Except for a day on a Brooklyn sound stage the entire film would be shot at or just around Sailors’ Snug Harbor in Staten Island, New York – legally within the New York City limits but geographically and culturally (if that’s the word) connected to the New Jersey-Pennsylvania mid-Atlantic land mass which we had always considered the probable locus of the fictional Seven Oaks.
Snug Harbor, also known as the Snug Harbor Cultural Center and Botanical Garden, is a collection of architecturally significant 19th century buildings set in a park located along the Kill Van Kull on the north shore of Staten Island in New York City. It was once a home for aged sailors and is now an 83-acre (340,000 m2) city park. Sailors’ Snug Harbor includes 26 Greek Revival, Beaux Arts, Italianate and Victorian style buildings.

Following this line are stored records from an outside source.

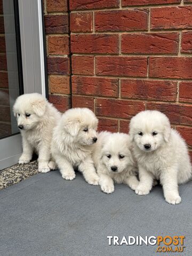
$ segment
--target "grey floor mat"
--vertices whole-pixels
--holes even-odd
[[[165,202],[162,189],[140,196],[116,185],[106,195],[81,174],[67,181],[58,171],[38,174],[0,191],[0,255],[192,255],[192,182],[182,202]],[[184,235],[183,253],[156,253],[157,245],[108,245],[107,236]]]

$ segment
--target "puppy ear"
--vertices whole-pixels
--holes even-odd
[[[80,121],[77,119],[68,121],[67,124],[65,126],[67,132],[71,136],[76,136],[79,130]]]
[[[166,142],[168,142],[171,134],[171,128],[170,125],[165,126],[163,132],[164,138]]]
[[[46,105],[46,100],[38,100],[31,103],[31,108],[37,116],[42,116],[45,112]]]

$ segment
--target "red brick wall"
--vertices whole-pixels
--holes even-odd
[[[49,15],[57,19],[47,22],[47,31],[69,36],[70,41],[67,52],[61,46],[67,44],[63,38],[56,49],[47,40],[51,101],[70,94],[65,80],[55,76],[52,84],[50,80],[61,67],[62,77],[71,72],[72,106],[93,110],[100,130],[127,132],[133,115],[157,109],[186,139],[192,156],[192,1],[69,0],[70,29],[65,31],[56,17],[58,11],[68,15],[66,1],[46,2]],[[68,63],[65,54],[69,51],[71,70],[55,57],[61,55]]]
[[[49,100],[61,112],[71,107],[70,35],[67,0],[44,0]]]

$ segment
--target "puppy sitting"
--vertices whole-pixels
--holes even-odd
[[[51,150],[63,179],[74,179],[74,167],[78,167],[87,183],[98,185],[91,147],[97,140],[98,123],[87,108],[72,108],[63,114],[53,132]]]
[[[38,171],[47,172],[54,169],[51,160],[51,142],[53,127],[60,114],[38,93],[19,96],[13,106],[18,127],[22,135],[23,152],[19,164],[29,163],[33,151],[38,155]]]
[[[158,111],[140,112],[131,120],[130,134],[139,166],[140,182],[135,193],[149,193],[157,179],[166,201],[180,203],[178,185],[191,178],[191,165],[186,144],[171,128],[167,117]]]
[[[114,191],[114,181],[124,183],[134,190],[139,181],[134,175],[136,163],[131,152],[130,136],[125,133],[102,132],[94,147],[93,159],[100,177],[102,191]]]

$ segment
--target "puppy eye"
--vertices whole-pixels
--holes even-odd
[[[125,156],[123,156],[123,155],[119,155],[119,159],[122,159],[125,157]]]

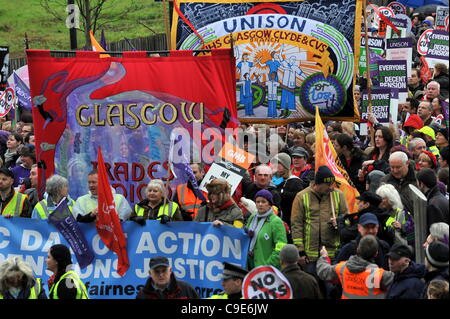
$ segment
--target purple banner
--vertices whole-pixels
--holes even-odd
[[[366,90],[361,92],[361,122],[367,122],[369,95]],[[389,123],[390,89],[372,89],[372,112],[380,123]]]
[[[430,37],[430,43],[428,44],[426,57],[448,61],[448,41],[448,32],[438,30],[433,31]]]
[[[59,230],[70,244],[80,268],[89,266],[94,260],[94,252],[89,247],[83,232],[70,212],[66,199],[48,216],[48,221]]]
[[[386,40],[386,49],[412,48],[411,38],[394,38]]]
[[[379,61],[378,73],[381,88],[408,92],[407,63],[405,60]]]
[[[14,72],[14,89],[19,99],[20,106],[31,111],[31,95],[30,88],[22,81],[22,79]]]

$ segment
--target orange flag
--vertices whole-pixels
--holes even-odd
[[[92,45],[92,51],[98,51],[98,52],[105,52],[105,49],[102,48],[100,43],[97,42],[97,40],[94,37],[94,33],[92,33],[92,30],[89,31],[89,35],[91,36],[91,45]],[[111,57],[109,54],[100,54],[101,58],[109,58]]]
[[[316,107],[316,149],[315,149],[315,170],[322,166],[328,166],[336,177],[337,188],[344,193],[347,200],[348,210],[350,213],[355,213],[358,210],[356,197],[359,192],[352,186],[347,171],[342,167],[341,162],[334,150],[333,143],[331,143],[327,130],[320,118],[319,109]]]

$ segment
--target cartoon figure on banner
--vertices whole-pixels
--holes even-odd
[[[280,117],[287,117],[289,110],[295,110],[295,88],[297,75],[302,76],[304,73],[297,65],[295,55],[289,57],[289,61],[281,61],[281,68],[284,70],[283,79],[281,81],[281,114]]]
[[[241,103],[245,107],[245,115],[255,115],[253,113],[253,93],[252,93],[252,80],[250,80],[250,74],[247,72],[244,74],[244,79],[237,83],[241,85]]]
[[[261,58],[256,60],[256,63],[258,63],[260,67],[262,68],[265,66],[269,67],[269,77],[270,74],[275,73],[275,81],[278,81],[278,69],[281,66],[281,59],[280,59],[281,54],[282,54],[281,50],[280,52],[272,51],[270,53],[272,59],[268,60],[266,63],[261,63]]]
[[[278,87],[280,83],[277,81],[277,72],[271,72],[270,80],[266,82],[267,87],[267,101],[268,101],[268,110],[267,117],[275,118],[277,117],[277,102],[278,102]]]
[[[248,53],[244,52],[242,54],[242,60],[236,66],[239,69],[239,80],[245,80],[245,74],[249,73],[251,75],[251,69],[253,68],[253,62],[249,62]]]

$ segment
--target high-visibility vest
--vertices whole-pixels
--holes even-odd
[[[88,295],[86,286],[83,284],[83,282],[81,281],[78,274],[73,270],[70,270],[70,271],[66,272],[64,275],[62,275],[61,278],[59,278],[58,282],[52,286],[52,288],[50,289],[50,292],[49,292],[50,298],[59,299],[59,297],[58,297],[59,283],[67,278],[71,278],[72,282],[75,285],[75,288],[77,288],[77,295],[76,295],[75,299],[89,299],[89,295]]]
[[[27,198],[27,195],[14,191],[13,197],[3,208],[2,215],[20,217],[23,209],[23,204],[25,203],[25,199]]]
[[[195,193],[187,184],[177,186],[178,203],[185,212],[192,213],[192,219],[197,215],[201,207],[202,200],[195,196]]]
[[[339,197],[339,192],[332,191],[331,192],[333,201],[334,201],[334,208],[336,210],[336,216],[338,216],[339,212],[339,204],[341,202],[341,198]],[[309,197],[309,193],[303,194],[303,207],[305,209],[305,219],[311,220],[311,200]],[[310,249],[311,247],[311,222],[305,223],[305,231],[304,231],[304,238],[293,238],[292,239],[294,245],[304,245],[305,247],[305,253],[310,258],[318,258],[319,257],[319,251],[312,251]],[[336,242],[334,244],[335,247],[339,246],[339,242]],[[336,249],[328,249],[328,256],[330,258],[334,258],[336,255]]]
[[[167,215],[170,218],[172,218],[173,214],[175,214],[175,212],[177,211],[177,208],[178,208],[177,203],[168,201],[168,204],[161,205],[161,207],[158,209],[158,216],[156,217],[156,220],[160,220],[162,215]],[[134,212],[136,213],[137,216],[144,216],[144,207],[141,207],[138,204],[136,204],[134,206]]]
[[[400,208],[396,209],[395,216],[391,216],[386,220],[385,228],[393,227],[392,223],[395,221],[398,221],[400,223],[400,225],[406,224],[405,212],[403,212],[403,210]]]
[[[42,291],[41,279],[37,278],[34,286],[30,288],[30,295],[28,296],[28,299],[37,299],[41,291]],[[4,299],[2,294],[0,294],[0,299]]]
[[[73,199],[71,199],[69,201],[69,204],[67,205],[69,207],[70,212],[72,212],[72,208],[73,208],[74,204],[75,204],[75,201]],[[39,215],[39,217],[41,219],[47,219],[48,216],[55,211],[56,207],[52,208],[52,209],[49,209],[48,206],[47,206],[47,200],[43,199],[39,203],[36,204],[35,208],[36,208],[36,210],[38,212],[38,215]]]
[[[342,285],[342,299],[384,299],[385,291],[380,289],[383,268],[367,268],[360,273],[352,273],[340,262],[336,266],[336,274]]]

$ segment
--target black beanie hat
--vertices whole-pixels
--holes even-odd
[[[432,242],[425,248],[425,257],[433,267],[448,267],[448,246],[439,241]]]
[[[328,168],[328,166],[322,165],[317,169],[314,181],[317,185],[323,183],[334,183],[335,177],[331,169]]]
[[[58,244],[53,245],[50,248],[50,255],[58,263],[58,271],[66,271],[68,265],[72,264],[72,256],[70,255],[70,250],[67,246]]]

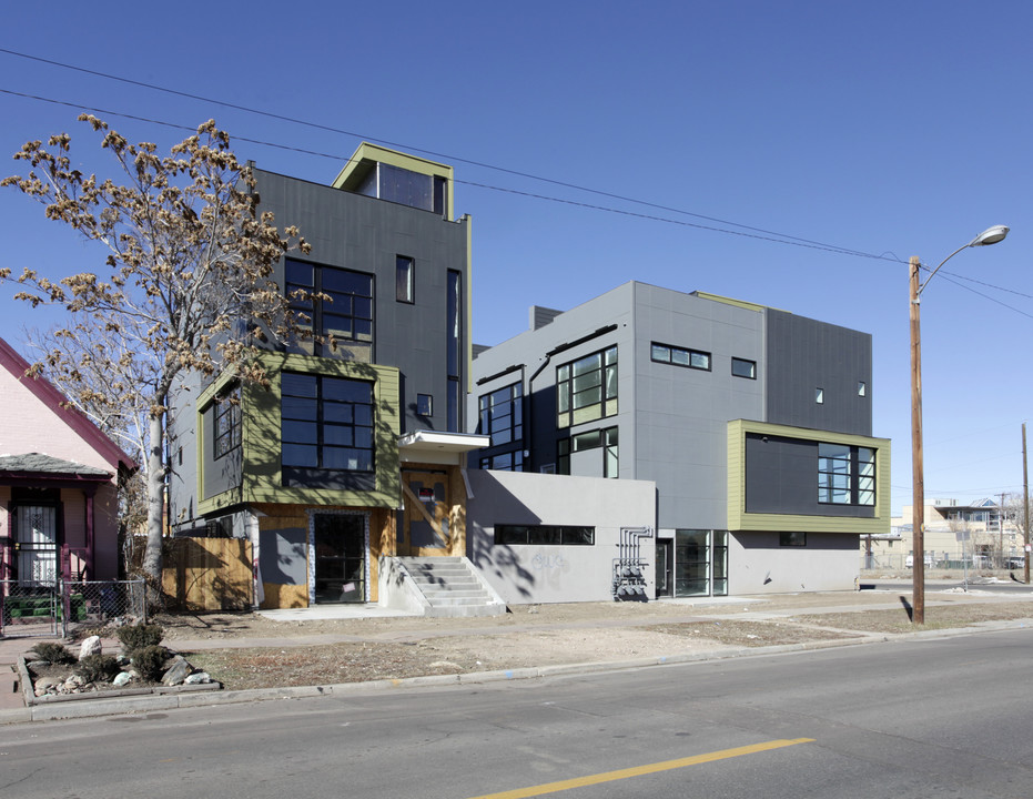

The site is considered Staten Island’s “crown jewel” — “an incomparable remnant of New York’s 19th-century seafaring past” – and has been declared a National Historic Landmark District.
Snug Harbor was founded by the 1801 bequest of New York tycoon Captain Robert Richard Randall who left his estate to build an institution to care for “aged, decrepit and worn-out” seamen. When Sailors’ Snug Harbor opened in 1833, it was the first home for retired merchant seamen in the history of the United States. It began with a single building, now the centerpiece in the row of five Greek Revival temple-like buildings on the New Brighton waterfront. Captain Thomas Melville, a retired sea captain and brother of Moby-Dick author Herman Melville, was governor of Snug Harbor from 1867 to 1884.
Architecture of the Site
The five interlocking Greek Revival buildings at Snug Harbor are regarded as “the most ambitious moment of the classic revival in the United States” and the “most extraordinary” suite of Greek temple-style buildings in the country. With the 1833 Main Hall as the centerpiece, five stately Greek Revival buildings “form a symmetrical composition on Richmond Terrace, an eight-columned portico in the center and two six-columned porticoes on either end.”
The New York Times’ architectural critic Paul Goldberger wrote, “Snug Harbor has something of the feel of a campus, something of the feel of a small-town square. Indeed, these rows of classical temples, set side-by-side with tiny connecting structures recessed behind the grand facades, are initially perplexing because they fit into no pattern we recognize – they are lined up as if on a street, yet they are set in the landscape of a park. They seem at once to embrace the 19th-century tradition of picturesque design and, by virtue of their rigid linear order, to reject it.”
The 1833 administration building by Minard Lafever is a “magnificent” Greek Revival building with a monumental Ionic portico, and is the architect’s oldest surviving work. It was renovated in 1884 with “an eye-popping triple-height gallery with stained glass and ceiling murals,” and restored in the 1990’s.
Greenery of Sailors’ Snug Harbor
All five of the famous row of Greek Revival buildings are individually landmarked, as are the 131-year-old chapel, which has been renovated as a recital and concert space; the Italinate Richmond Terrace gate house (1873), the mid-nineteenth century iron fence surrounding the property, and the interiors of the Main Hall and the chapel.
The buildings are set in extensive, landscaped grounds, surrounded by an individually landmarked, nineteenth century cast iron fence. They include a beautiful 1893 zinc fountain featuring the god Neptune, now indoors with a replica in its place. According to the New York Times, “He sits in the middle, astride a shell held aloft by sea monsters, his trident raised. Jets of water spurt from the fountain’s center and from bouquets of metal calla lilies to its sides… Noisy New York and its busy harbor only 200 feet (61 m) away, beyond Richmond Terrace, might just as well be on Mars. Or at least at the other end of His Majesty’s sea.”
Also on the grounds is a bronze statue of Robert Randall by Augustus Saint-Gaudens and the Staten Island Botanical Gardens, which provide the exotically floral setting for the cast to dance through during two stanzas of George and Ira Gershwins’ depression remedy, “Things are looking up!”